Max Hunziker (RGL)
MAX HUNZIKER
La rare qualité de l’émotion que provoque la contemplation des œuvres de Max Hunziker – leur profonde valeur humaine – prennent source et peuvent se réduire, en dernière analyse, à cette vertu essentielle : l’honnêteté.
Si, du premier jour où je les ai vus, j’ai admiré sans réserves les dessins à l’encre de Chine de Max Hunziker : simplicité du sujet, noblesse ascétique des personnages, le trait à la fois énergique et nerveux qui esseule chaque silhouette d’un large cerne noir, franc mais tout sensible, jamais empâté, et les harmonies de rêve de tous ces gris : reflets de miroirs, sombres intérieurs, paysages d’éclipse, par contre ses anciens tableaux pêchaient peut-être encore par un certain pittoresque campagnard et un goût un peu facile des formes et des couleurs décoratives.
Les œuvres récemment exposées à la Galerie Pierre sont définitivement sauvées de ces faiblesses. Et c’est presque une gageure, car Max Hunziker, qui est Suisse, choisit comme Ramuz tous ses sujets d’inspiration dans la vie agreste des cantons helvétiques montagnards.
Et le « genre paysan » est particulièrement décevant : il glisse trop souvent à l’anecdote, au chantage sentimental.
Mais ici, à force de simplicité, de refus devant toute facilité pittoresque, une grandeur humaine est atteinte qui dépasse et laisse indifférent tout sujet, simple point de départ.
Les paysages restituent merveilleusement la clarté, la fraîcheur, la pureté, la légèreté, la raréfaction de l’air des cimes dans une lumière de miracle.
Mais le tragique humain et bestial inspire les meilleures réussites de Hunziker. Tantôt dans l’ombre d’une étable où une vache meugle son agonie devant une paysanne éplorée, toutes formes se confondent en un brun à la fois obscur et doré qui évoque l’unité du terroir d’où tout sort, dont tout vit, où tout retourne à la mort.
Tantôt, de sujets aussi différents que le meurtre d’Abel par Caïn, les horreurs de la guerre d’Espagne, ou des taureaux couronnés de comices agricoles, il fait des sortes d’enluminures marquetées comme des vitraux, aux tons simples et violents, et d’une indéniable grandeur dans leur simplicité. Mieux encore, la hantise et l’amour des pays primitifs et des gens simples de son enfance lui donnent la clef du royaume souterrain des mystères qui lient originellement l’homme à la terre et aux éléments. Avec un réalisme fantastique, il ressuscite les mythes primordiaux des vieux rites païens.
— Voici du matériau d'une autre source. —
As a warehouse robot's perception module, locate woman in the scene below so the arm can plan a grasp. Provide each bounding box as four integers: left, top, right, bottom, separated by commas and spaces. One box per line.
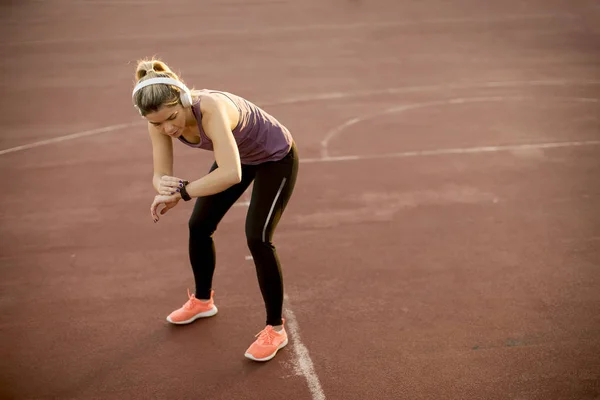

Par ailleurs, on a pu voir récemment, chez J. Corti, quelques dessins de Max Hunziker destinés à illustrer « Une Saison en Enfer ». La librairie Corti les exposait en compagnie de dessins d’André Masson pour « Les Illuminations » et de dessins de Salvador Dali pour « Les Chants de Maldoror ».
L’illustration plastique d’une œuvre littéraire et surtout d’un poème constitue un genre particulièrement dangereux et toujours assez arbitraire. Pierre d’achoppement : la platitude inhérente à tout symbolisme littéraire. En ce péril, quand les deux autres se confient à la surabondance de leur imagination lyrique et fantastique, Max Hunziker se laisse guider comme toujours par son étoile de salut : simplicité, honnêteté.
Un homme nu, les bras levés vers le ciel qu’il maudit, se dresse immense sur un paysage désertique : la grandeur de l’humaine stature seule debout sur la terre, entourée de l’horizon sans bornes, hante tous les dessins de Max Hunziker.
La grandeur, la simplicité de cette figure rappelle irrésistiblement ces gravures anciennes des grimoires d’alchimistes où la figure de l’Homme cosmique, de l’« Adam-Kadmon » symbolique, règne sur le monde, auréolée d’images astrales et de signes cabalistiques qui lui donnent puissance sur les quatre éléments.
Aussi bien l’une des tâches les plus hautes de la peinture, à travers les âges, n’est-elle pas de dénoncer les rapports intimes qui unissent l’homme à la terre, à l’eau, au ciel et au feu.